Universally, some of an individual’s pain of grief arises from the relationship: the exchanges, the intimacy, the innocence, the ongoing connection between two people. Not only the partner kind of love but also a parent’s love, a child’s being loved, a friendship love, even unconditional pet love. Love that comes from our stories of a past and desire for living out a future together.
We attach a great deal of emotion to the show of love, of course, and Valentine’s Day can become a calendar reminder of one more “what’s missing” along your grief journey. To gain clarity, ask yourself: What has this day meant in terms of your relationship? Was love lavished onto you on this day? Did you use this day to prepare and share your love in special ways? How was love expressed traditionally with this person? Did the date live up to your expectations? (It isn’t always roses!)

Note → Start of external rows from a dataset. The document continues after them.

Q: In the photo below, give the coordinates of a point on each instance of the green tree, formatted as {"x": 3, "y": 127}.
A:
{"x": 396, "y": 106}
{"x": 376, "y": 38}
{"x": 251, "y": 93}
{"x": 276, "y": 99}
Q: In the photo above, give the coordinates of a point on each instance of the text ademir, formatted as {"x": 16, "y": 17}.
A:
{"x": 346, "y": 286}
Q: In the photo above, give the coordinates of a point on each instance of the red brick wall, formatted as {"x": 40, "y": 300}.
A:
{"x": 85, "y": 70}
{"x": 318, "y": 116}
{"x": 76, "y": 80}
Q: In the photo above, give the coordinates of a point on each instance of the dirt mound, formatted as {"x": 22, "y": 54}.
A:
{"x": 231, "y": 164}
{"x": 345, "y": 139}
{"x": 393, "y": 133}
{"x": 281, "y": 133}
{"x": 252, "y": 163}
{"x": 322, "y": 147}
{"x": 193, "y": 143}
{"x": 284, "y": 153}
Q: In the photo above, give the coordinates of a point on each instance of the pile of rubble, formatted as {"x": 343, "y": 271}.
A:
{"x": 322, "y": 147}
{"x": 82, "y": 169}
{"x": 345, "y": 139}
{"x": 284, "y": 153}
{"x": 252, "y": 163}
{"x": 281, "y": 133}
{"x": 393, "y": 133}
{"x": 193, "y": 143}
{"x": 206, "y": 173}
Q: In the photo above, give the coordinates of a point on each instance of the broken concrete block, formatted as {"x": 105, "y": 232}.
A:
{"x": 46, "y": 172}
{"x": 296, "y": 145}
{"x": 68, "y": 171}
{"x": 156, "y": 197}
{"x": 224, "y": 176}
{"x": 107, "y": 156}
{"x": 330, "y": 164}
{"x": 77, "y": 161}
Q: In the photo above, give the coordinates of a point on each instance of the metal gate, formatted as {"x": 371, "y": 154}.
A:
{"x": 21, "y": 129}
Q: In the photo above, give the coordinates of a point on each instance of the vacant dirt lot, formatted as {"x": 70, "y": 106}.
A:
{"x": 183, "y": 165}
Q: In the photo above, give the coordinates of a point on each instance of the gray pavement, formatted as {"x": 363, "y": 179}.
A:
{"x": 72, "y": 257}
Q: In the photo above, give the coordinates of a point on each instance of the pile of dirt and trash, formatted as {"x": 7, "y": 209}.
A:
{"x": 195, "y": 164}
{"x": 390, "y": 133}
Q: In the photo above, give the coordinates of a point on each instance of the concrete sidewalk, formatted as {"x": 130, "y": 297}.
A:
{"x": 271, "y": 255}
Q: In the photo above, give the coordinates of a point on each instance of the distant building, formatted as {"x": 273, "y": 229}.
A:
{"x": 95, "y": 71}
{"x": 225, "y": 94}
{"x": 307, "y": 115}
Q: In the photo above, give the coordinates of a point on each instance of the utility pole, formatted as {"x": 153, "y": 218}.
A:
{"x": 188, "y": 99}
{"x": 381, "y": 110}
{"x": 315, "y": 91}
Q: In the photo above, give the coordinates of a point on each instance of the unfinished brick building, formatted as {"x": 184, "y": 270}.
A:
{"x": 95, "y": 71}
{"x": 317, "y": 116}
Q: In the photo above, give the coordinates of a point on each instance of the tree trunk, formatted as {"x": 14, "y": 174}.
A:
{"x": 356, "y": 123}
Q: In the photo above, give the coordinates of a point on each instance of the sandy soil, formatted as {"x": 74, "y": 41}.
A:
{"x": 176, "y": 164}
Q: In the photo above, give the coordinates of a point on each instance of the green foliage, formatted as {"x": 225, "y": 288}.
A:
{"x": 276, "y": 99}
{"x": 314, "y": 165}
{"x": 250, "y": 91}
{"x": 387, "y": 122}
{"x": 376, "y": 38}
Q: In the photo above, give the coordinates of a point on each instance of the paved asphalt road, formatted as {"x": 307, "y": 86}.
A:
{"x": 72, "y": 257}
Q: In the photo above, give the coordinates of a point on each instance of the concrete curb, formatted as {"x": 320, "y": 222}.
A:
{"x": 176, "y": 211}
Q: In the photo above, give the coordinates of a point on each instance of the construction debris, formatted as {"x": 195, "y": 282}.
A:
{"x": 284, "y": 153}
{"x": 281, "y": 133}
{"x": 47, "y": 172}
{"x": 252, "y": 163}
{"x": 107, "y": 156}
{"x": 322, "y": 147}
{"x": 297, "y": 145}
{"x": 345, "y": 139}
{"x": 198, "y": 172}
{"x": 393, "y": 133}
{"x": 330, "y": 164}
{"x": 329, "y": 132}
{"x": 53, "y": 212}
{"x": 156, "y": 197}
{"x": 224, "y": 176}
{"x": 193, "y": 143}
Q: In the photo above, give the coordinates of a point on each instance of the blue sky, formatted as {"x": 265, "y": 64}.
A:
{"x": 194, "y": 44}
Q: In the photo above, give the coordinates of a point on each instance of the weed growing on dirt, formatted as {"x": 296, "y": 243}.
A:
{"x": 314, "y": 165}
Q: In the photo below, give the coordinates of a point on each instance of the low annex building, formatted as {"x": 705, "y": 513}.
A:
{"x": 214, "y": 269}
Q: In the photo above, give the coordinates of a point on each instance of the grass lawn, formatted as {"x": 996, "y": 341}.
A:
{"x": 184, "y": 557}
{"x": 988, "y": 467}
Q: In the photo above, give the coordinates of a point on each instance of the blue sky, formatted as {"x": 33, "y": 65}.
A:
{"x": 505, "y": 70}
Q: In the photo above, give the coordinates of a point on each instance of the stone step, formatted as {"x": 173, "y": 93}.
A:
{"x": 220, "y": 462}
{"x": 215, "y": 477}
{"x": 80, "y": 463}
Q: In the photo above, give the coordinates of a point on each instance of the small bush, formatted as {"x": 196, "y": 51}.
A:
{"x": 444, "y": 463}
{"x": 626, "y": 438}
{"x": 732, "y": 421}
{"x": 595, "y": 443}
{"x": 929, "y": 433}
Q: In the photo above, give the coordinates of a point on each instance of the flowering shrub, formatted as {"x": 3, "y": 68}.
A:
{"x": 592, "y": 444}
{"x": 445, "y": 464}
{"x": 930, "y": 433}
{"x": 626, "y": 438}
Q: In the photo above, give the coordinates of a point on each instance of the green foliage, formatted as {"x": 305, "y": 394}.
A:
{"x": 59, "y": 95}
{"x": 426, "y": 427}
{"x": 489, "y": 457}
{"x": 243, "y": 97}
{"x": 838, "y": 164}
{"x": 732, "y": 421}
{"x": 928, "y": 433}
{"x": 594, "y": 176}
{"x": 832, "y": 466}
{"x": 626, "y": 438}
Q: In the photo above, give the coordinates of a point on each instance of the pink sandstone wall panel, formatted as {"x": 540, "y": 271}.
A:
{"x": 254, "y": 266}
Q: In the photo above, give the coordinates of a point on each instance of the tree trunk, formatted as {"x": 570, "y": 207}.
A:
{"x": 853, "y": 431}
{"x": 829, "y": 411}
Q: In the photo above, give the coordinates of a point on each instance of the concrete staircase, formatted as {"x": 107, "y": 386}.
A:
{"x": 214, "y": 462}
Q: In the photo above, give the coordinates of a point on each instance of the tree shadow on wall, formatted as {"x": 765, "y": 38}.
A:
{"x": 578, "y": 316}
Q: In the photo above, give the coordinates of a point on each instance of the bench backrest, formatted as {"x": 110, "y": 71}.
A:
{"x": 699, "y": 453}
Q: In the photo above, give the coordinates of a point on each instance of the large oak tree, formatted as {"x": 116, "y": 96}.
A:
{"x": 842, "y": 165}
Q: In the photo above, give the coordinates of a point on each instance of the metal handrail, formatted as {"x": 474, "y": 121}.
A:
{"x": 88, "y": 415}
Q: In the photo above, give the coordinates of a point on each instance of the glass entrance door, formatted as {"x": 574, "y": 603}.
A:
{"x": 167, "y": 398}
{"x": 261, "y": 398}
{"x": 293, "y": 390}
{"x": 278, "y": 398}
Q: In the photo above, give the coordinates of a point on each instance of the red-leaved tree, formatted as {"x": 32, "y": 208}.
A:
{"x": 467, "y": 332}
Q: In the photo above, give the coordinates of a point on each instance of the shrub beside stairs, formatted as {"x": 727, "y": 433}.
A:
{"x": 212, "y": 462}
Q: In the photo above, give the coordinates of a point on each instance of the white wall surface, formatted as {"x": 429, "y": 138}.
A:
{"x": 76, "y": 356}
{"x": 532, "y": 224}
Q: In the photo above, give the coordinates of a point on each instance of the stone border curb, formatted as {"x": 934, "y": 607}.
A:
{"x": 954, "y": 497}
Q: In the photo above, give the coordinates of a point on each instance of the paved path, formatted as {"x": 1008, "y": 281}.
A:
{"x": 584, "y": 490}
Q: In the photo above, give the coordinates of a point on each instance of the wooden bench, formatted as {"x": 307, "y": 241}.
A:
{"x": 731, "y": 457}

Like other holidays and your own unique grief dates, the world tends to keep revolving and doing in its thing while you are forced to stand still without, wondering about the unfairness, seeking to find solace in emptiness. All around are symbols of whole and filled hearts, the stark reminder that yours is not. It seems like everyone else is happy and in love or embraced with love or able to give from an abundance of love. Chances are strong this image is more a commercial story we tell ourselves as a way to validate personal suffering, since we know there are many others silently feeling their loss among the paper hearts, too.
You are still loveable and you can still express your love! Even if you don’t have a lot of energy toward this fact, just the acknowledgement is important. If need be, give yourself permission to continue to love, perhaps just differently. If you even want to wallow or get angry for a while that’s OK too. Release all the emotions of loss, because even though it’s the month of love, Navigating Grief is always personal.

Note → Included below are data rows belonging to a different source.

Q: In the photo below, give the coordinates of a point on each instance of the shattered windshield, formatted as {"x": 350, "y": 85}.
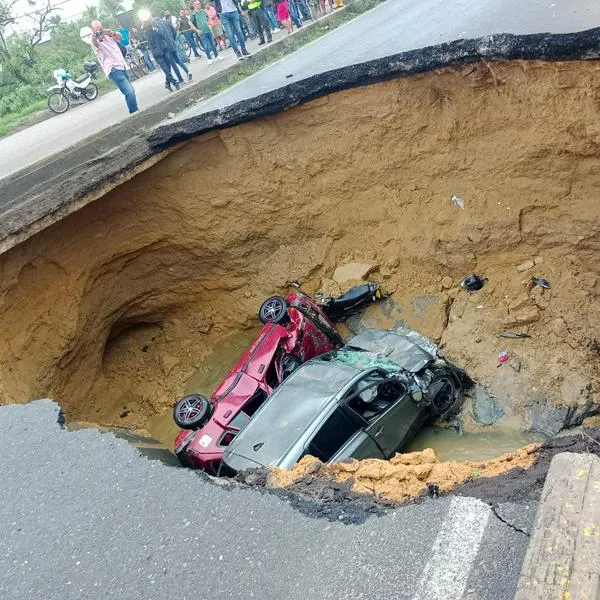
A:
{"x": 360, "y": 360}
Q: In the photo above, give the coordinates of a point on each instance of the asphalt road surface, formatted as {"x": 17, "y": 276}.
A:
{"x": 393, "y": 27}
{"x": 84, "y": 516}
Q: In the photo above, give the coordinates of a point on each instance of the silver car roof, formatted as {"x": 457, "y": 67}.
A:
{"x": 292, "y": 408}
{"x": 407, "y": 348}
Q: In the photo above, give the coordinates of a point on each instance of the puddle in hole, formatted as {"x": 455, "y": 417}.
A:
{"x": 481, "y": 445}
{"x": 447, "y": 443}
{"x": 204, "y": 381}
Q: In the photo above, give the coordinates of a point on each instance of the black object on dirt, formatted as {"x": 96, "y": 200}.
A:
{"x": 472, "y": 283}
{"x": 541, "y": 282}
{"x": 352, "y": 301}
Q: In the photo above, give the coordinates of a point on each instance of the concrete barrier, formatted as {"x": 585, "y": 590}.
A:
{"x": 563, "y": 557}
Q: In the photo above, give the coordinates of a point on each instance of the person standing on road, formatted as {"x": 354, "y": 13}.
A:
{"x": 169, "y": 33}
{"x": 187, "y": 29}
{"x": 140, "y": 41}
{"x": 199, "y": 19}
{"x": 110, "y": 57}
{"x": 178, "y": 43}
{"x": 257, "y": 15}
{"x": 229, "y": 13}
{"x": 216, "y": 26}
{"x": 160, "y": 44}
{"x": 269, "y": 8}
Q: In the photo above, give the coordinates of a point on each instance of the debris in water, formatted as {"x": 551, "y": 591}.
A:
{"x": 541, "y": 282}
{"x": 472, "y": 283}
{"x": 433, "y": 490}
{"x": 503, "y": 356}
{"x": 525, "y": 266}
{"x": 458, "y": 201}
{"x": 514, "y": 334}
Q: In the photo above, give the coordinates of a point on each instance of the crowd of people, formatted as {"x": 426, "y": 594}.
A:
{"x": 207, "y": 27}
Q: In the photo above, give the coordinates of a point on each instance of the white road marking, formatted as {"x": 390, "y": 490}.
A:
{"x": 454, "y": 550}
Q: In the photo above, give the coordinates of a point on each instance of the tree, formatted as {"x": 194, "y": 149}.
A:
{"x": 158, "y": 7}
{"x": 27, "y": 59}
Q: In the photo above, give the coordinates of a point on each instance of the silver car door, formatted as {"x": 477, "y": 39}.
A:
{"x": 394, "y": 427}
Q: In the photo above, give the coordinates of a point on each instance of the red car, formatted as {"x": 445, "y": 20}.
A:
{"x": 296, "y": 330}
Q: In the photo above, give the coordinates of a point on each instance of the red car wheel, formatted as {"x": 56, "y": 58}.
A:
{"x": 192, "y": 412}
{"x": 274, "y": 310}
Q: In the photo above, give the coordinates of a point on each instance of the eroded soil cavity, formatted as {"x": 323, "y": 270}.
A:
{"x": 113, "y": 309}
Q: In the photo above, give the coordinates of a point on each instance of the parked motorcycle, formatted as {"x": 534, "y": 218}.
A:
{"x": 67, "y": 88}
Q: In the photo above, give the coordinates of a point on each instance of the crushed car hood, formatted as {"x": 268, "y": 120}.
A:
{"x": 404, "y": 347}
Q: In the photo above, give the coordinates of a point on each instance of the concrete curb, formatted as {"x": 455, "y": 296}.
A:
{"x": 30, "y": 179}
{"x": 563, "y": 556}
{"x": 84, "y": 174}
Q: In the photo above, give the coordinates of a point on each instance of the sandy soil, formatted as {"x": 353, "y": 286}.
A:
{"x": 111, "y": 310}
{"x": 404, "y": 476}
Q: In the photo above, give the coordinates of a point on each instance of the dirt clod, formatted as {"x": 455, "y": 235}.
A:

Valentine’s Day is personal to me.
Three years. Since 2012, I count every Valentine’s Day with (at least) two pictures burned in my mind:
- The first memory is of my 1984 journal entry when I wrote out the menu for a lovingly created home cooked meal of steak and shrimp scampi for our first married Valentine’s Day. (Yum!) I saw it as a significant date of beginnings for our chosen future together. It was also a nod to one of our earliest dates.
- The second memory is the last night I spent with my husband Dave before his death on February 15 in the wee hour of the morning. I held his hand as I slept lightly at the end of the bed sideways. I noted from my journal in 2012, “The next day, Tuesday February 14, was the true beginning of his end.” You can read The Last Dance here. (Warning, this is my story of our last day.)

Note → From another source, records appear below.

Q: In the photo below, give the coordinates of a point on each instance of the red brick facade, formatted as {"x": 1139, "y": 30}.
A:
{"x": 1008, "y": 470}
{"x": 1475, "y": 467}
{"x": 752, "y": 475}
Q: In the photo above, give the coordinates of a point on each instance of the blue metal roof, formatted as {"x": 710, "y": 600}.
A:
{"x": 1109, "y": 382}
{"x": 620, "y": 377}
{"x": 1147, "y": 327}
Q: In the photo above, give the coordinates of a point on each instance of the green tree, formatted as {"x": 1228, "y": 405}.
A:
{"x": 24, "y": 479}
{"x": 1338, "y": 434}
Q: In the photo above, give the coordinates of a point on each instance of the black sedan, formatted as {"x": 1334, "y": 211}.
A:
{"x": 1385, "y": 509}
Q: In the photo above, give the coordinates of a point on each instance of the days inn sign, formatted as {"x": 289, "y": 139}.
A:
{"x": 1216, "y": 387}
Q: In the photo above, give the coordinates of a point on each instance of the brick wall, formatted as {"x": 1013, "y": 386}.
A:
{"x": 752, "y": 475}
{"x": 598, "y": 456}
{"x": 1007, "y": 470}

But I want you to know that Yes, now I am happy. Today my grief is really loss and not so much mourning or huge tsunamis. I am not in anxiety of the anniversary date. I will let it unfold. I am loved and loveable. I am at peace. My heart is more filled, not less. I remember my love for him with tears and laughter. I am grateful for all we had and for what remains to be seen. I am so glad I write out all my reflections so I can see the path I have traveled and the one ahead.
Yet I am a bit PO’ed for his Valentine’s Day timing as much as I am oddly honored by it. I’m not so happy, because I have chosen this time for a personal travel outing and an adventure “in memory of”. As I plan, I find hotels are expensive and cater to all those romantic, idealized couples still difficult to relate to right now. But I am happy for the date because it somehow seems like it was a day for us, and he is probably secretly glad that no one else could ever have this date with me without me thinking of him! Ha-ha. C’est la vie.
February is known as the month of love. Fill your heart with your love stories for healing. As this Valentine to you opened, “This is a day to write smiles, kindness, empathy and hope on the walls of life.”